I continue to hold out some hopes that Democrats hold the House, but I’m not too optimistic. I think it’s a near certainty that we hold the Senate.
Tea Party Savagery
Creator of Fox News/Dick Morris-pushed ads suggests Media Matters employees be “curbstomped”, 9/2/10:
A Republican strategist behind conservative ad campaigns fundraised for on Fox News by “Fox News political analyst” Dick Morris recently asked why the Media Matters “boys don’t get curbstomped fortnightly.”
In a September 2 tweet, Rick Wilson, who owns the political consulting firm Intrepid Media, wrote: “Aside from the fact a gentleman doesn’t hit women, explain to me why the MMFA boys don’t get curbstomped fortnightly?” The top definition on Urban Dictionary for curb stomping is, “To place someone’s mouth on a cement curb, and then stomp on their head from behind to break out their teeth.”
Tea Party activist and Rand Paul supporters Tim Profitt and Mike Pezzano, 10/25/10:Amazingly, today the Paul campaign touted the endorsement of the curbstomper, Profitt, in a full page ad in the Lexington Herald.The victim of this vicious attack, Laura Valle, has been diagnosed with a concussion, a sprained arm and a sprained shoulder, which according to the Rand Paul campaign means she “was not injured.”Naturally, Pezzano, who held down Ms. Valle while Tim Profitt stomped on her head and neck, was wearing a “Don’t Tread on Me” button.Hopefully the gang of Tea Partiers who held down and beat this woman for disagreeing with her political views will be arrested and prosecuted. This is Tea Party leaders like Glenn Beck, Sarah Palin, Rand Paul, Sharron Angle, and Joe Miller reaping exactly what they have sown. Their supporters are crazed and violent and there is literally no space for this in American politics.
What Digby & Atrios Said
The Tea Party is the far right, period. They are not populists, they are opportunists who don the mantle of populism to give cover to the plutocrats. Hopefully, this election cycle has finally put to rest any notion that they are.

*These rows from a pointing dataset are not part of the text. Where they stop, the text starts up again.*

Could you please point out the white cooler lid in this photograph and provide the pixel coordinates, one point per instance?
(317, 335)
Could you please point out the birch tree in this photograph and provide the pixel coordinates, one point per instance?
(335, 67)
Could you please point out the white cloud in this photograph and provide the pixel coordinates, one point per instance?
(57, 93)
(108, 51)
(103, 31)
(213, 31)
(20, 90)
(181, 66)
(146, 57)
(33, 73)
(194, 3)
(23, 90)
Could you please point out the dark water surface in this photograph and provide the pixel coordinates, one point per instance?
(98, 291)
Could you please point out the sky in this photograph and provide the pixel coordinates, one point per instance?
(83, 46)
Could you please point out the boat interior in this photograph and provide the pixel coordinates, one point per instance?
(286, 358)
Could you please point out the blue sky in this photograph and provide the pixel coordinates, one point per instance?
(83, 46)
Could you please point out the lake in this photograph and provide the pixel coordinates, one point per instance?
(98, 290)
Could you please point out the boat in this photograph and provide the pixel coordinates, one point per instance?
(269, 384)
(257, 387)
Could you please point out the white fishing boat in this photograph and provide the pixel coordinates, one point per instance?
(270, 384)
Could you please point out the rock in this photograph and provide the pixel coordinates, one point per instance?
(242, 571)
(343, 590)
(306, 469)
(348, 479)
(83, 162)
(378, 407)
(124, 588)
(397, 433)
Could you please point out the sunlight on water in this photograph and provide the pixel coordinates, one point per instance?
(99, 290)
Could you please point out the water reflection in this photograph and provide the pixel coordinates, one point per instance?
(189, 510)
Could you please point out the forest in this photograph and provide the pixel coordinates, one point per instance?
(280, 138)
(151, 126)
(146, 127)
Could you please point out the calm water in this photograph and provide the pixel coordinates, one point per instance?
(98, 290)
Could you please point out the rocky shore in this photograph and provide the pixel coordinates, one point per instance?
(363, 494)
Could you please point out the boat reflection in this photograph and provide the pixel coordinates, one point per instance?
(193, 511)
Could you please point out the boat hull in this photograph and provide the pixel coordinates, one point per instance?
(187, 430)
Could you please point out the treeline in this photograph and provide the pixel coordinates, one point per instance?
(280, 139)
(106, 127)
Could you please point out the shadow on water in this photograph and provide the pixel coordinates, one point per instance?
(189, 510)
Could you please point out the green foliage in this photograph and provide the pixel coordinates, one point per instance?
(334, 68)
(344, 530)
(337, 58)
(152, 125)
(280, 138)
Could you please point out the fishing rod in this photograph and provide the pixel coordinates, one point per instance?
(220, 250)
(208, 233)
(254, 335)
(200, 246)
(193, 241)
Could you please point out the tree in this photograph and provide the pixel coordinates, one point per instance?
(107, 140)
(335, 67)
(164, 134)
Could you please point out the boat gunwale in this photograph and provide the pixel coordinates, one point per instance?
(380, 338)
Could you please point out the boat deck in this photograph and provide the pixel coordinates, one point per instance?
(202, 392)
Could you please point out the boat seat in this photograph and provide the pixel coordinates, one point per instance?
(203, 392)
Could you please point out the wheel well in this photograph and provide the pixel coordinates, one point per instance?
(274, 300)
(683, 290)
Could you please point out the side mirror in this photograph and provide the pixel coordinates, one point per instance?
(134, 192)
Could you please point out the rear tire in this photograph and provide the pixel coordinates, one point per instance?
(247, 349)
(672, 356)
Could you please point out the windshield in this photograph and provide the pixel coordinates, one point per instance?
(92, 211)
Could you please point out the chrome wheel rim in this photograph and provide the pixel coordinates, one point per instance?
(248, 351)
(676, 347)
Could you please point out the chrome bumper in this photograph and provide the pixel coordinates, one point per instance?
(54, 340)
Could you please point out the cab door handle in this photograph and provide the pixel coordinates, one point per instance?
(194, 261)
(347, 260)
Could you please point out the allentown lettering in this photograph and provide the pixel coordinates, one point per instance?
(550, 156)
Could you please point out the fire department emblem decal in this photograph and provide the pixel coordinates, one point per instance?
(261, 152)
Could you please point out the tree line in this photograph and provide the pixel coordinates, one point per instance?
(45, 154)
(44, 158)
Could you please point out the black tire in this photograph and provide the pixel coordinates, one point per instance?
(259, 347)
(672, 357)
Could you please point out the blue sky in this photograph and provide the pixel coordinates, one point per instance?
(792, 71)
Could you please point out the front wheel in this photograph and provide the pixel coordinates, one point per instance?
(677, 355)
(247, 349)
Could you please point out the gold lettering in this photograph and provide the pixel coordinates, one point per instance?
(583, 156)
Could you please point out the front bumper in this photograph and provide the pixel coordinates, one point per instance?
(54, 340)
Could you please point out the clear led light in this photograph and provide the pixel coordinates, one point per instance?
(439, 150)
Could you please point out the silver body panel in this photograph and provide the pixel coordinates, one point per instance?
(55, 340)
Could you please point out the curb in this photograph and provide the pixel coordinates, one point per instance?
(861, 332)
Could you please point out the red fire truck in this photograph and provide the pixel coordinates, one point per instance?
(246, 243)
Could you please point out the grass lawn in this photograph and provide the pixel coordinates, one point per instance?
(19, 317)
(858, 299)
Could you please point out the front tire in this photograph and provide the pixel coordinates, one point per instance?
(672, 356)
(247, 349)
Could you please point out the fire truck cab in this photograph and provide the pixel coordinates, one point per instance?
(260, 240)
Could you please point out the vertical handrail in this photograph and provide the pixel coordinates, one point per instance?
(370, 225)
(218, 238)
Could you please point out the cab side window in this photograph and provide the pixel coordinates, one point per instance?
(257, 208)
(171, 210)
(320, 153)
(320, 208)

It’s quite fascinating pundits still haven’t figured out that the tea partiers are still the same racist authoritarian pro-big-business social conservative desperately afraid that the “wrong” people might be getting some of their tax money lunatics that have always been with us.
Yeah. I don’t get the notion that this is a new sort of crazy, radical Republican Party that we’re seeing. It’s the same it’s been for a long, long time (see any of Rick Perlstein’s books).